Personal information
- Full name: Brent Clifford Stuart
- Born: 19 August 1965 (age 61) Greymouth, West Coast Region, New Zealand

Playing information
- Position: Prop
Club
| Years | Team | Pld | T | G | FG | P |
| 19??–89 | Marist (WCRL) |  |  |  |  |  |
| 1990–?? | Addington (CRL) |  |  |  |  |  |
| 1992–93 | Halifax | 14 | 2 | 0 | 0 | 8 |
| 1994–96 | Western Suburbs | 38 | 2 | 0 | 0 | 8 |
|  | Total | 52 | 4 | 0 | 0 | 16 |
Representative
| Years | Team | Pld | T | G | FG | P |
| 19??–89 | West Coast |  |  |  |  |  |
|  | South Island |  |  |  |  |  |
| 1990–98 | Canterbury |  |  |  |  |  |
| 1992–95 | New Zealand | 13 | 1 | 0 | 0 | 4 |
- Source:

= Brent Stuart =

New Zealand rugby league footballer and coach

Brent Clifford Stuart is a rugby league coach and former player who represented New Zealand.

==Playing career==

Stuart was originally from the West Coast.

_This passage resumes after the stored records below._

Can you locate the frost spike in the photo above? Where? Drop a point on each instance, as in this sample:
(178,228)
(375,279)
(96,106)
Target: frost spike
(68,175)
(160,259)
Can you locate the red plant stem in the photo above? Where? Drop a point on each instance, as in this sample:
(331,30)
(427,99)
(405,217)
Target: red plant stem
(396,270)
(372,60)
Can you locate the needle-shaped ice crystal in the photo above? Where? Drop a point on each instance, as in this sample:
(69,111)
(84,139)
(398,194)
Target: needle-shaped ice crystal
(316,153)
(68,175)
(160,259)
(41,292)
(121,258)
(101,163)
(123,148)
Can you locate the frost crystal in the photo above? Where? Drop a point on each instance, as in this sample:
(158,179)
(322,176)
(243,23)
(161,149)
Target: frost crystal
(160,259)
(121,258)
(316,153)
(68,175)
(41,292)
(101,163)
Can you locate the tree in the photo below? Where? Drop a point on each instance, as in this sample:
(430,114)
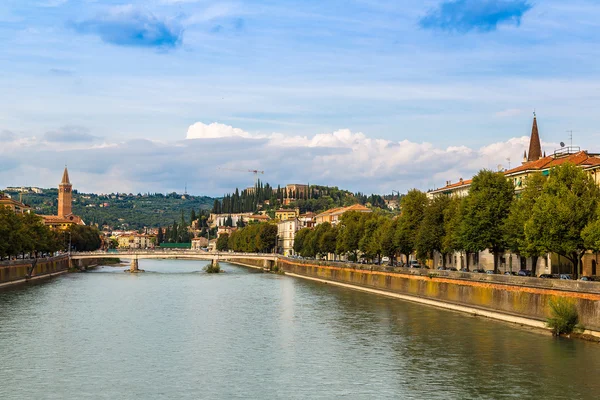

He was educated at Marist Brothers High School, Greymouth.

A West Coast and Canterbury representative, Stuart spent two years in the Northern Territory in the mid-1980s and represented the Territory against Parramatta. He spent four months with English club Halifax during the 1992–93 season.

In 1993 he was invited to be part of an Auckland Invitational XIII side that drew 16-all with the Balmain Tigers. Stuart was then selected to go on the 1993 New Zealand rugby league tour of Great Britain and France, playing in all five test matches. He then played for the Western Suburbs Magpies in the Australian competition.

Brent Stuart was a New Zealand international and played at the 1995 Rugby League World Cup.

In 1998 he returned to play for Canterbury.

==Coaching career==
Since 2007 Stuart has been coaching the Canterbury Bulls in New Zealand's Bartercard Premiership. Since 2008 Stuart has coached the Papanui Tigers. In 2009 he was named to coach the Bartercard Premiership Selection that took on Samoa.

Since 2010 Stuart has also coached the South Island side in the National Zonal Competition.

Canterbury's 44–16 defeat by Auckland on 4 June 2012 was Stuart's last match coaching representative football.